FPGA, CPLD, ASIC, &
ASM Design

 

We design with Xilinx, Lattice Semiconductor, and Altera/Intel FPGA and CPLD product families;

  • We have strong relationships with most of the programmable logic vendors, including access to extensive factory support;

  • We are a factory-authorized Lattice Semiconductor “LEADER” design house;

  • We are fluent in common, modern HDL's (VHDL and Verilog) and a few HDL's largely from the past (ABEL, CUPL, PALASM, etc.);

  • We understand complex Algorithmic State Machines, and can design and test at the source code level while being ecumenical to the target technology;

  • We understand when vendor macros and "hard IP" are appropriate for efficient synthesis, and when their invocation is an impediment to overall HDL code portability and re-use;

  • We use best practices for the design of fully synchronous state machines, and incorporate a fundamental understanding of the implications of clock domain boundary crossing;

  • We maintain traceable build processes and version control;

  • We have a history of designing ASM's that goes back to when they were commonly implemented in flip flops and discrete logic, and a 16R4 PAL was considered state of the art.

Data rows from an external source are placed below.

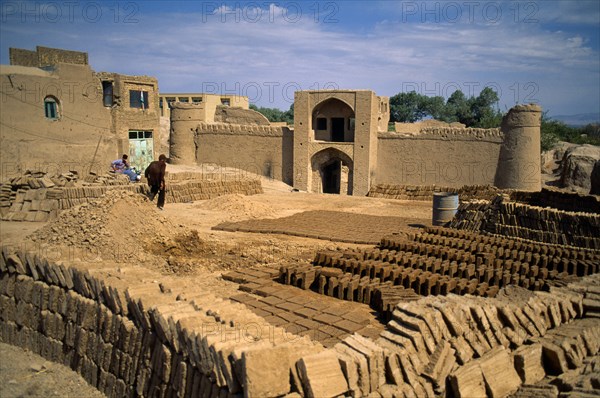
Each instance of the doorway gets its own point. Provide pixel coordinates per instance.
(141, 149)
(337, 129)
(331, 177)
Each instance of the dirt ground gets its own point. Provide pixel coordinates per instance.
(25, 374)
(187, 250)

We're "old school" ASM designers. Floorplanning one of the denser areas in a video FPGA. Things are packed tightly since we optimized for speed -- and short line lengths between macrocells. We've been designing Algorithmic State Machines since the days before CPLD's and FPGA's even existed. We've built up binary encoded and one-hot state machines from 7473 JK-flops, 7474 D-flops, and discrete logic gates, using hand-drawn bubble diagrams, state transition tables, and Karnaugh Map combinatorial logic reduction. We understand the concurrent nature of hardware description coding because we didn't start out as programmers of sequentially executing computer programming languages who later shifted gears into the HDL business - we're electrical engineers who've been designing hardware state machines from the beginning. And when somebody asks which line of code is running, we know what it means that the answer is, “all of them — all at once.”

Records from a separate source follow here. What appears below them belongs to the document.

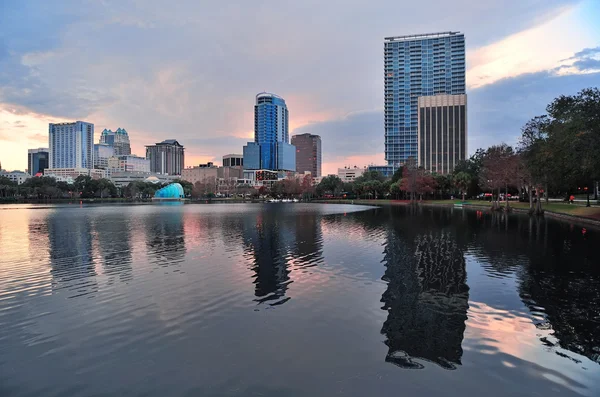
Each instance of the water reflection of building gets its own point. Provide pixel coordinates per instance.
(71, 258)
(426, 298)
(275, 240)
(561, 282)
(264, 242)
(114, 241)
(165, 235)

We still use bubble diagrams, although everything else has been largely superseded by the advent of languages such as Verilog and VHDL, computer synthesis engines, and more complex (and more flexible) target chips. But these tools are no substitute for understanding what ultimately happens on the silicon. We write tight, clean code because we're always thinking, "How will this look at the 'register transfer' / 'flop-and-gate' level?"

And we know that problems caught in simulation are usually solved more rapidly than those caught later in the design cycle. We don't go into the lab to see what will happen. We go in knowing what will happen based on extensive source-level and post-synthesis/post-route simulations.

We write code that's as open and reusable as possible. We keep a number of IP modules we've pre-written and which we release under perpetual royalty-free usage terms when it makes sense for our customers to acquire IP that way. We don't believe in charging clients for reinventing wheels.